Au cœur de ces projets de rénovation énergétique : la question du DPE. Il va jouer un « rôle important », pointe Alain Tourdjman. Et pour l'analyste, il s'agit d'un enjeu de long terme. Tendance de fond, l'évolution des réglementations concernant l'environnement qui touchent l'habitat constituent une pression nouvelle, de plus en plus forte pour les détenteurs de logements, qu'il s'agisse d'y habiter ou de le louer. Suite aux changements législatifs qui le rendent impératif, le statut du DPE a changé. Il est passé d' une préoccupation de ce qu'il faudrait faire « dans l'idéal » ou « dans une perspective de long terme », à une « obligation de plus en plus marquée, à court terme », analyse Alain Tourdjman. Au total, le DPE est en train de devenir un « indicateur extraordinairement structurant », notamment pour la valeur des biens. Avec plusieurs conséquences d'envergure. En effet, le DPE concerne environ 5 millions de logements, avec des enjeux à la fois sociaux et territoriaux : les logis classés F et G sont surreprésentés dans des zones économiquement peu actives, qui perdent des habitants, lesquels sont souvent âgés...Par ailleurs l'impact du DPE sur le parc locatif, (1,7 million de biens) promet d'être majeur. En effet, l'interdiction de louer les logements DPE de classe G est prévue pour 2025 et celle pour la classe F, pour 2028. Or, pointe Alain Tourdjman, il semble «douteux » que les quelque 600 000 biens loués classés G fassent l'objet de travaux d'ici 2025.

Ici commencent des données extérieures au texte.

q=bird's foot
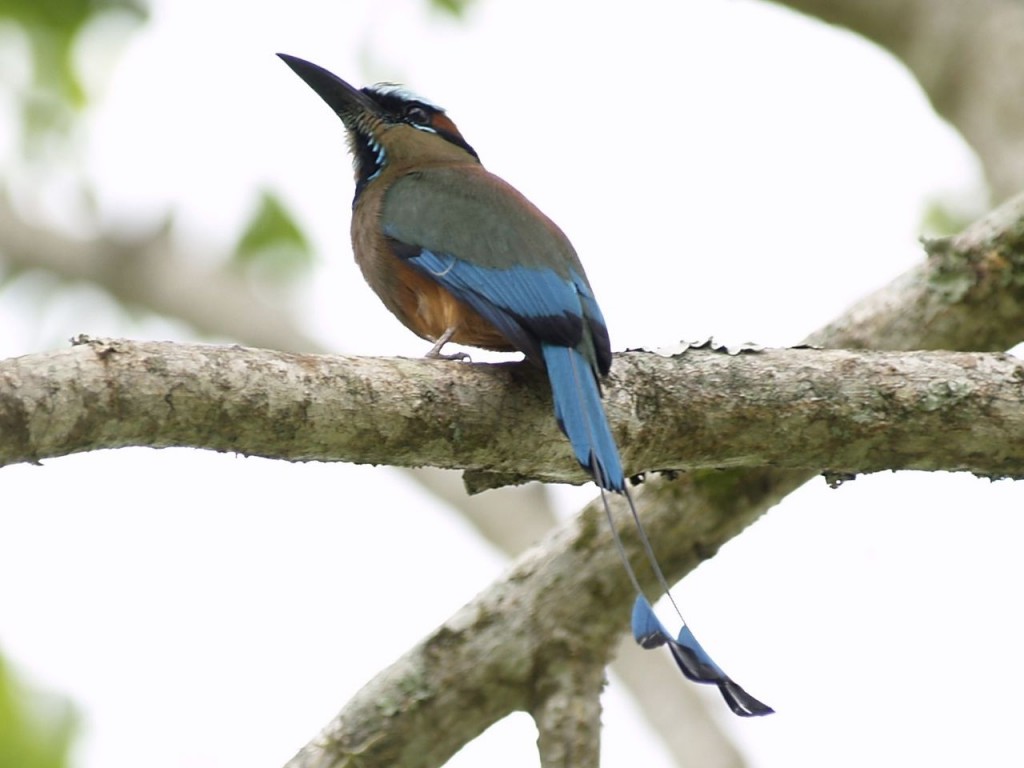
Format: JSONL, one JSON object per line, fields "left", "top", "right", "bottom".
{"left": 427, "top": 347, "right": 471, "bottom": 362}
{"left": 425, "top": 327, "right": 471, "bottom": 361}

Autre difficulté en vue, celle concernant le logement collectif . Là aussi, s'attendre à ce que des centaines de copropriétés se mettent à réaliser des travaux de grande ampleur pour gagner des classes énergétiques semble « illusoire », vu la complexité de la démarche pointe l’expert. Et enfin, autre inconnue encore, l'impact du DPE sur les prix. Pour l'instant, « la demande est forte. Cette pression limite l'impact des DPE sur les prix. Lorsque cette pression diminuera, l'effet du DPE deviendra plus fort», analyse Alain Tourdjman. Certains biens pourraient même devenir impossibles à vendre.